Look-In (1981) #5-13
Written by: Angus Allan
Art by: Arthur Ransom

 

Whilst on a ferry trip, two children find and play a set of pan pipes, and are whisked to a land of elves, dwarves, and fairies.

 

Read the story summary at Animus Web

 

Notes from the Sapphire & Steel chronology

 

The majority of this story takes place in December 1980.

 

Didja Know?

 

Comic strips in Look-In magazine were generally not credited to author and artist. According to the Animus Web site, the Sapphire & Steel strips were written by Angus Allan and drawn by Arthur Ransom.

 

This story appeared in thirteen issues of Look-In, a UK magazine geared towards kids. The story is told in comic strip form and appeared in two-page chapters of each issue.

 

The story itself is untitled. I borrowed the title "Fairyland" and short description from the Sapphire & Steel Chronology on the Look-In wiki.

 

As they frequently do in the Look-In stories, Sapphire and Steel travel back in time in this story. 

 

Characters appearing or mentioned in this story

 

Tristan Pendleton

Catherine Pendleton

Pendleton family friend (unnamed)

Sapphire

Steel

Magisfard the Archklayne

Septurin

Time

Judaks

 

Didja Notice?

 

The story opens with brother and sister Tristan and Catherine Pendleton returning home aboard the sea ferry Thor Nilsson from a winter holiday with friends of the family from Gothenberg, Sweden to Tilbury, England. Tilbury is a small seaport town in the county of Essex. The sea ferry Thor Nilsson is fictitious as far as I can tell.

 

On page 1 of the story, the family friend invites the siblings to participate in a game of deck quoits on the ferry. Quoits is a game in which players must toss rings over a distance onto a pin; deck quoits is a variation played on ships.

 

The book of Scandinavian folk legends that Tristan and Catherine are reading is The Forgotten Ones by Angus Allan.
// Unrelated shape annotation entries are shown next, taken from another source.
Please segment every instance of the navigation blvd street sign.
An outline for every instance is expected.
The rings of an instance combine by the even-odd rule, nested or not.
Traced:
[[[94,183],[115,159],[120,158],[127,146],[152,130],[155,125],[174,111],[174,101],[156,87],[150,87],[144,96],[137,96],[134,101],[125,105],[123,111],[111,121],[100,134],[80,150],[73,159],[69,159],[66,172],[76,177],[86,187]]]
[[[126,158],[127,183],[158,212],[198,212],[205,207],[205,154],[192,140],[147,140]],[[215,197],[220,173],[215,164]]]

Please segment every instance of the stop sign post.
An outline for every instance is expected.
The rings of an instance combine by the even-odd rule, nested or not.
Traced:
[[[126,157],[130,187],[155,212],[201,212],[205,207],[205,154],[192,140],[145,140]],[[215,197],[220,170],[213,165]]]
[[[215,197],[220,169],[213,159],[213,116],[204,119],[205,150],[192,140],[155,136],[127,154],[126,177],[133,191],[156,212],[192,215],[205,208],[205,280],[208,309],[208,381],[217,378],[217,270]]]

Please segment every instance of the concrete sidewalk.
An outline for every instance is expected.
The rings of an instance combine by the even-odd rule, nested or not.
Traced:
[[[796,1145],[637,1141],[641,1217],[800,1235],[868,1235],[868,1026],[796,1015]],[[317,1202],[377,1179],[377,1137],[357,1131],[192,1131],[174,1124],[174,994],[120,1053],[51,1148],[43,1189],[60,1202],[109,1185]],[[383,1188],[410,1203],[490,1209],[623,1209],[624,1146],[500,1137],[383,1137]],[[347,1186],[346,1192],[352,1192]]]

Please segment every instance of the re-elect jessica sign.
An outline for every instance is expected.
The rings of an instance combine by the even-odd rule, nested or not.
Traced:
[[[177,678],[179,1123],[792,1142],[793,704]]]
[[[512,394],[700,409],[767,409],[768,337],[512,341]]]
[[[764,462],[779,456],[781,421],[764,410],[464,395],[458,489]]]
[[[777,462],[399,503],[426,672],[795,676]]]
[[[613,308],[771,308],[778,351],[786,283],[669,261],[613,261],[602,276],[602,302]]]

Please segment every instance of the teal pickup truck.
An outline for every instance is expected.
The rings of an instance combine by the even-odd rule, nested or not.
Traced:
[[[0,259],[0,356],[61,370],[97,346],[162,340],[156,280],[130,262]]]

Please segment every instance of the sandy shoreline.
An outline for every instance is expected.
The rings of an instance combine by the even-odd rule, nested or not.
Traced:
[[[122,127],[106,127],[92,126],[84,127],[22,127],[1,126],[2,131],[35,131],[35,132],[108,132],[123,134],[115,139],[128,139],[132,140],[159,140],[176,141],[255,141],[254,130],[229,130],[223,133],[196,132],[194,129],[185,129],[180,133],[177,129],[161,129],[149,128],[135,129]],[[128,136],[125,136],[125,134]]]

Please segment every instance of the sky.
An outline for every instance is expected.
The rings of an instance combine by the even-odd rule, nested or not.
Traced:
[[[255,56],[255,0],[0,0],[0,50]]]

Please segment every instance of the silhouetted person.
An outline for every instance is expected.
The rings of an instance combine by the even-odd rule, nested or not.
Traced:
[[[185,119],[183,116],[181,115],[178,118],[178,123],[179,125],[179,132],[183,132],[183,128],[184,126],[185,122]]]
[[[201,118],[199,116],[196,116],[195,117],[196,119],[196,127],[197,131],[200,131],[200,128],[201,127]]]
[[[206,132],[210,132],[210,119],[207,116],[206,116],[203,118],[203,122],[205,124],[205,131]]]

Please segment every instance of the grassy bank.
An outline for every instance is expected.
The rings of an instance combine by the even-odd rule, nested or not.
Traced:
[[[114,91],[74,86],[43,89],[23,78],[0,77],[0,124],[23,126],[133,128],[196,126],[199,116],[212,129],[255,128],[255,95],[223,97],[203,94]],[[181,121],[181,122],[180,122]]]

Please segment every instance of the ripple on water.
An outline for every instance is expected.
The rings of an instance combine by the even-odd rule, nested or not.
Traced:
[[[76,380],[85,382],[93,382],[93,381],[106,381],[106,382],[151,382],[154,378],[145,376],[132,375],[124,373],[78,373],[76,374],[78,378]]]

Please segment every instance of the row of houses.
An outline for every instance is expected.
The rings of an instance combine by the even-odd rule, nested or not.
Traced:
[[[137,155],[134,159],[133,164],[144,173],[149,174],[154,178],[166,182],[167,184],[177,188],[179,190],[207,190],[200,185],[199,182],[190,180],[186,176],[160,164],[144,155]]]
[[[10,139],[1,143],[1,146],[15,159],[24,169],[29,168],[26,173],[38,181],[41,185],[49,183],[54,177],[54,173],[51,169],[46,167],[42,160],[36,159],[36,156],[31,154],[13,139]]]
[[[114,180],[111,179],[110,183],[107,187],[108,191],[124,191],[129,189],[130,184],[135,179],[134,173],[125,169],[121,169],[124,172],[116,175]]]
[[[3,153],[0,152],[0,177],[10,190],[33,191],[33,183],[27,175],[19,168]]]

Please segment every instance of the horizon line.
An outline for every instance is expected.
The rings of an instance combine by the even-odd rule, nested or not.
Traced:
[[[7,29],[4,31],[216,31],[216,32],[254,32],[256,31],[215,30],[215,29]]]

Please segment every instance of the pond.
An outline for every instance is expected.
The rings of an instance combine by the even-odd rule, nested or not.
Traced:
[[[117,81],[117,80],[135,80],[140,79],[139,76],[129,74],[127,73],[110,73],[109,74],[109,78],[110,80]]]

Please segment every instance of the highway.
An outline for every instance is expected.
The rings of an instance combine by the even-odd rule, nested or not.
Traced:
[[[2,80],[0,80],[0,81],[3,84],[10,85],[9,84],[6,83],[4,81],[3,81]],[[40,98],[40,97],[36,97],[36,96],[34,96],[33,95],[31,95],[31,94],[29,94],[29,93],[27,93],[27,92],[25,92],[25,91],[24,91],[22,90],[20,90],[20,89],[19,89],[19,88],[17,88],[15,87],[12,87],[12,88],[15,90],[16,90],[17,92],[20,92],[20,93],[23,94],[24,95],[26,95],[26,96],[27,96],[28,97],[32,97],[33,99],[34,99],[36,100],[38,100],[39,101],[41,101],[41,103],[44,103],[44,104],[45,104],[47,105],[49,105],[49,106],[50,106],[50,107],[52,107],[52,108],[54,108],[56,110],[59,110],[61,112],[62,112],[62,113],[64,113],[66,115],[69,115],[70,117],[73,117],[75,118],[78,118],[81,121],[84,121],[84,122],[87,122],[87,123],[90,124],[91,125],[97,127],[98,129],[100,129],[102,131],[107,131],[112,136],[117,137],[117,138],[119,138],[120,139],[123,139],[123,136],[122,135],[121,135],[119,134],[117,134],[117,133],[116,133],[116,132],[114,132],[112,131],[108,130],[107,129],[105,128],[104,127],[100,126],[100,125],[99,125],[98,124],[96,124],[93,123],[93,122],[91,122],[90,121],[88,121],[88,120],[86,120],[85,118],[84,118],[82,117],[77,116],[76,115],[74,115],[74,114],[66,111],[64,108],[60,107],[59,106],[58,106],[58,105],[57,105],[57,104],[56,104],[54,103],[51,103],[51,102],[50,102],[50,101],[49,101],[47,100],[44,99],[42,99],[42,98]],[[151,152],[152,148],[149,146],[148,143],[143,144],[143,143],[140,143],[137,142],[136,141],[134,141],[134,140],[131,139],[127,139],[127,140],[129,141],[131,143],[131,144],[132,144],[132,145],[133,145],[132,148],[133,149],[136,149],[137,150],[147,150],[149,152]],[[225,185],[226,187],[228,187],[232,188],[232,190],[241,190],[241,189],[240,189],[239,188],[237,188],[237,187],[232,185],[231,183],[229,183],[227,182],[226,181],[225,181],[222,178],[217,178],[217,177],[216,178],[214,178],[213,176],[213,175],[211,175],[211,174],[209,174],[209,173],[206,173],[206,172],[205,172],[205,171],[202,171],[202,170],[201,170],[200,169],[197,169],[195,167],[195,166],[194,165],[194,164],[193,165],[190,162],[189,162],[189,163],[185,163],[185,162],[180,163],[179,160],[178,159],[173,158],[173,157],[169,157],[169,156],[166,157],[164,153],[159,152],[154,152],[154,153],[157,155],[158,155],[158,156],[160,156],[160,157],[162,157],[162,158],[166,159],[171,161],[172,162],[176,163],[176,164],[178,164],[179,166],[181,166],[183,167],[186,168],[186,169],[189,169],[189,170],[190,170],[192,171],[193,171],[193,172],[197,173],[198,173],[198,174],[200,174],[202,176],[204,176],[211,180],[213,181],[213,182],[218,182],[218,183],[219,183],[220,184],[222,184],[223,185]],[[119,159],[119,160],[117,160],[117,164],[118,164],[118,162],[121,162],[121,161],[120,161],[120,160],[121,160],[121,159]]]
This is a fictitious tome, but the author is the writer of the Look-In Sapphire & Steel strips!

 

Tristan refers to what appears to be a pan pipe he bought in Stockholm as a "sheepy pipe"! I've never heard it called that, but the pan pipe was known for being played by shepherds.

 

The time force sweeps Tristan and Catherine into the fairy land of Gronandyl, where they meet the dwarves of Elgisglayde. These appear to be fictitious terms, even in the context of Scandinavian folk legend. Page 3 of the story describes Gronandyl as having once existed where the North Sea now rages, populated by races now only dimly remembered in legend.

 

In this story, Sapphire and Steel arrive on the scene in clothing different from that worn at the start of every other Look-In adventure (the clothes they wore in the first televised adventure, "Escape Through a Crack in Time"). Here, they arrive on the ferry in tracksuits! I guess Sapphire and Steel were taking an occasion for leisure at the time, too!

 

Sapphire implies the children have been taken into the Closed Centuries, hundreds of years that have been erased from mankind's history. Pages 7 and 9 of the story say Gronandyl was a land of dwarves, elves, and wizards, magic and enchantment, sunken during the Dark Ages (which are considered to roughly be the years 400-1000 AD). But primitive human-like slaves called menyuls are seen in this story as if they are something similar to cavemen. During the Dark Ages we know, humans were already long civilized. For these menyuls to be so beast-like, the time would have to be hundreds of thousands of years ago.

 

Somehow, the dwarves of Elgisglayde seem to speak English, as they are easily understood by Tristan and Catherine! Later in the story, even the primitive human-like menyuls speak a basic, growling sort of English!

 

Somehow, Sapphire and Steel already know the names of Tristan and Catherine when they arrive on the ferry.

 

On page 4 of the story, Sapphire somehow knows that the pan pipe left behind on the ferry was found by Tristan in a Stockholm junk shop. I suppose she could have divined where the pipe came from through her power to read the history of objects.

 

Tristan and Catherine are treated kindly by the leader of the dwarves who serves Time until Time is ready for them to serve his dark purposes. Perhaps Time learned a lesson in "The Sorcerer", where the children Jason and Sarah fought back their human captor when they were immediately treated roughly and taken prisoner by Time and the sorcerer in that story. 

 

In this story, the entity of Time appears as a winged, cherubic demon, looking a bit like the character Gollum in the Hobbit and Lord of the Rings books. Time as Gollum

 

On page 5 of the story, Sapphire demonstrates that she is quite proficient at hand-to-hand combat.

 

On page 8 of the story, the enslaved menyuls have a trap door leading to a tunnel and cave under their holding pen. Why would a tunnel be there? Did the menyuls dig it themselves? If so, why haven't they all escaped?

 

Earlier, Sapphire's power to travel back in time through the aura of Tristan's pan pipe is only enough to get her there; Steel was left behind on the ferry in modern time. Then, at the end of the fourth chapter of the story (bottom of page 8), Sapphire gets a telepathic message from Steel that he is about to join her back in time. The "next week" blurb at the bottom of the page even reads, "But how? See next week." Yet, the next chapter simply shows Steel alongside Sapphire without explanation of how he managed to get there!

 

On page 11 of the story, Catherine, still excited with their adventure, exclaims it's like being Alice in Wonderland. Alice in Wonderland is an 1865 novel by Lewis Carroll about a girl transported to Wonderland, a hidden, surreal, and semi-mystical world that does not run by the same rules the normal world does.